Uptime and Nines
2020-11-03 12:35:00
We’ve talked about putting “service” into Service Level Agreements but there's another word we need to talk about and that's uptime.
Uptime is usually defined in nines -- the nines refer to your percent up time… one nine is 90% uptime, two nines would be 99% and so on. Most companies don't do one nine because you could be down a month a year, which works out to about two and a half hours a day. Customers are not going to accept that level of downtime.
On the other extreme what they'd love would be something like nine nines which means you're only going to be down for 31 milliseconds a year. This is an impossible standard to meet so you have to choose something between what your customers will accept and what you can actually deliver.
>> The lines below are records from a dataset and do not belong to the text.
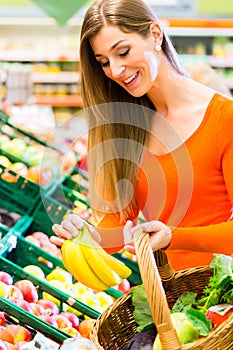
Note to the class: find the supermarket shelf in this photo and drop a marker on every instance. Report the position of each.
(58, 101)
(32, 56)
(214, 61)
(199, 31)
(58, 77)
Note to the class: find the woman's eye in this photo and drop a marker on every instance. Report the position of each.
(124, 53)
(104, 64)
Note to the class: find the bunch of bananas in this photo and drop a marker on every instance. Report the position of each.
(90, 264)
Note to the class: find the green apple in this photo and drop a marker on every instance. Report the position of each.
(4, 290)
(5, 162)
(35, 271)
(16, 147)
When we think about the actual outages, we have to understand what constitutes down. We know completely down it doesn't work at all, but you have things that impact performance enough to be considered “down” even when functional tests may still be working.
Slow response times If it takes too long for the payload to come back it could be as good as down because transactions are not being completed.
Incorrect Responses If you have unexpected results like getting xml back instead of json or getting the wrong payload back that still constitutes an outage even though the system appears to be up.
Security Breaches While everything may be working perfectly, if there’s a breach we have to shut the system down -- even if we don't shut it down, we still have to escalate notify and basically follow all the same processes that we would if we were down
These unplanned outages all count towards violations in that agreement but not all outages violate the SLA. You can write into your contracts a planned outage for things like planned maintenance. Your SLA could say that the services is going to be down every third Saturday. It can say that as long as you have prior notice you can shut it down for a period of time and not count against your your SLA.
We also should consider “unusual use patterns” or “customer generated outages.” If you are getting super slow responses because you're using your service in a unexpected way, it may be a nuisance but isn't necessarily a violation of what was promised in up time.
Remember, when we make promises about uptime we have to understand time allowed in nines, we have to understand what counts as a downtime, and we need to allow for planned outages in our agreements and our communications with our customers.